It's odd to have a retrospective for a first album and it's several times more odd to have a retrospective for an artist that most people probably haven't heard of.T hey might have heard a track and didn't know who made it but ut more likely, and perhaps more importantly, they probably have heard of and listen to artists who have been influenced by the work of that unknown artist putting out a retrospective.
When Steinski and his partner Double Dee teamed up to create their first cut-and-paste hip hop masterpiece, "The Payoff Mix", they weren't aware that it would be circulated and bootlegged the world over, or that it would become one of the godfather tracks for much of the mashup culture around today.
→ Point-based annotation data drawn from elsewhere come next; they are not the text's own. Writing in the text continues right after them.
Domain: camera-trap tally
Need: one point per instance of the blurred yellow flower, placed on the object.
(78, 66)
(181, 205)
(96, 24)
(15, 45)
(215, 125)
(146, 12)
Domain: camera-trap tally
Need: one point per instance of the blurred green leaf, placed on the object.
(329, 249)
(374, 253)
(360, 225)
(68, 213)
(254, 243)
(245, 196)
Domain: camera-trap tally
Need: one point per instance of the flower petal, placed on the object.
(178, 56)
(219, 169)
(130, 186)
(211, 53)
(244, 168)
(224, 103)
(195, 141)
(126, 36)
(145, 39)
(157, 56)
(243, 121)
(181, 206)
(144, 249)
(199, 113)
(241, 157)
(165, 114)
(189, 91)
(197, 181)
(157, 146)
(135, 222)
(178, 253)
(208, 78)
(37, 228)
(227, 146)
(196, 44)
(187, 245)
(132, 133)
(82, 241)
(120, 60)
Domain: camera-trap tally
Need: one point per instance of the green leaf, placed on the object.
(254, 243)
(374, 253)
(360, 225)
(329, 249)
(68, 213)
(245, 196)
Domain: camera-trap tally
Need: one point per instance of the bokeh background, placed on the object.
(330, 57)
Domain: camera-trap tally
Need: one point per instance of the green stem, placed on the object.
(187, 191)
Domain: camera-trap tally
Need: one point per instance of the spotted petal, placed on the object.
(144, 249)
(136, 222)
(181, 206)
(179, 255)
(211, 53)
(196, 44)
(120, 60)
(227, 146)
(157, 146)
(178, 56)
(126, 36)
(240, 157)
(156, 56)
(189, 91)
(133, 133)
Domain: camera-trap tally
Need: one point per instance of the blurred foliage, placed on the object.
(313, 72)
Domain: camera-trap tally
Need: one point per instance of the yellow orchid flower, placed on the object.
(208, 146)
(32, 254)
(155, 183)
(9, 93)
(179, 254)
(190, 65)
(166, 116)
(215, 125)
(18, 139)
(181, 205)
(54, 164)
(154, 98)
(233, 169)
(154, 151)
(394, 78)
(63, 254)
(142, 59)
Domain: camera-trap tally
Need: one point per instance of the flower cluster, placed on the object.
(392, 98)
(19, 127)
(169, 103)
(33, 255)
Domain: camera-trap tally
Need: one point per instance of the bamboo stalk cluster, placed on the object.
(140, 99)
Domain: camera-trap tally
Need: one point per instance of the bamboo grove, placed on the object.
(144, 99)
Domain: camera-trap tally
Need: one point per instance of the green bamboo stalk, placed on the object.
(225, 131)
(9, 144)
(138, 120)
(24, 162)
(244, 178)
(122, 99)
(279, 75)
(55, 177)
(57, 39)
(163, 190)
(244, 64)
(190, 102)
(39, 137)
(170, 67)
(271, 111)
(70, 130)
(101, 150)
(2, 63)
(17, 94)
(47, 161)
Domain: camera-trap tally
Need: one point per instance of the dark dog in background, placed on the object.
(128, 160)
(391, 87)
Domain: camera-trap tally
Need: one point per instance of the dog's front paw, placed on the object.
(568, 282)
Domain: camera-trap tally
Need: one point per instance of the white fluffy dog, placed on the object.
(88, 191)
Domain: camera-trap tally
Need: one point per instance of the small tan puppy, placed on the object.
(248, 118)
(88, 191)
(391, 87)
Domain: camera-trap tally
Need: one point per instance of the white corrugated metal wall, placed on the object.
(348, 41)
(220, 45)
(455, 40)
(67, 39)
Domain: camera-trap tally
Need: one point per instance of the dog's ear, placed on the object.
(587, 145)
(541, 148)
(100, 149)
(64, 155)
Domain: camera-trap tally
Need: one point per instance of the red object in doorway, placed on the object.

No, they just wanted an excuse to work on music, use their extensive record collection, and maybe win this Tommy Boy remix contest thing. Fortunately, they did win, or the face of hip hop might have been markedly different.
It's true that DJ culture was already alive and thriving by the early '80s but while most DJs at the time were using their talents to augment live performances, the collage artists were buried in the studios making brand new music. Matching up and collaging vast stores of vinyl, they ushered in the era of A.D.D. hyper mixtapes: new creations compiled from history. Double Dee and Steinski - and later just Steinski on his own - were a shade different in the fact that they weren't really DJs. They were just music lovers with vast record collections, encyclopedic knowledge of musical and non-musical source material, access to a studio and a desire to see what they could do with all of that.
What Does It All Mean: 1983-2006 Retrospective is the long overdue collection of those experiments. It starts with the collaborations between Double Dee and Steinski. The first three are the official Lesson mixes - "The Payoff Mix", "Lesson 2 (James Brown Mix)", and "Lesson 3 (History of Hip Hop)" - and should be required listening for anyone even remotely interested in hip hop culture. The tracks "Jazz" and "Voice Mail (Sugar Hill Suite)" are basically lesser heard mixes in the same Lesson style, the latter using the Sugar Hill Records archive as its source material.
From there, the retrospective shifts to Steinski's solo efforts and collaborations with other artists. Although in a similar vein to the tracks made with Double Dee, many of the solo tracks tend to have a more singular and less frantically sampled ethos to them. "The Motorcade Sped On" is about the Kennedy assassination. "Number Three On Flight Eleven" is about 9/11. And "I'm Wild About That Thing" is about... well, sex. The quote-heavy tracks which also tend to be politically bent, including "It's Up To You (Television Mix)", are the least successful, as they sacrifice style and music for a forced message. But most of the other tracks are exquisitely built, and frequently showcase some expert turntablism.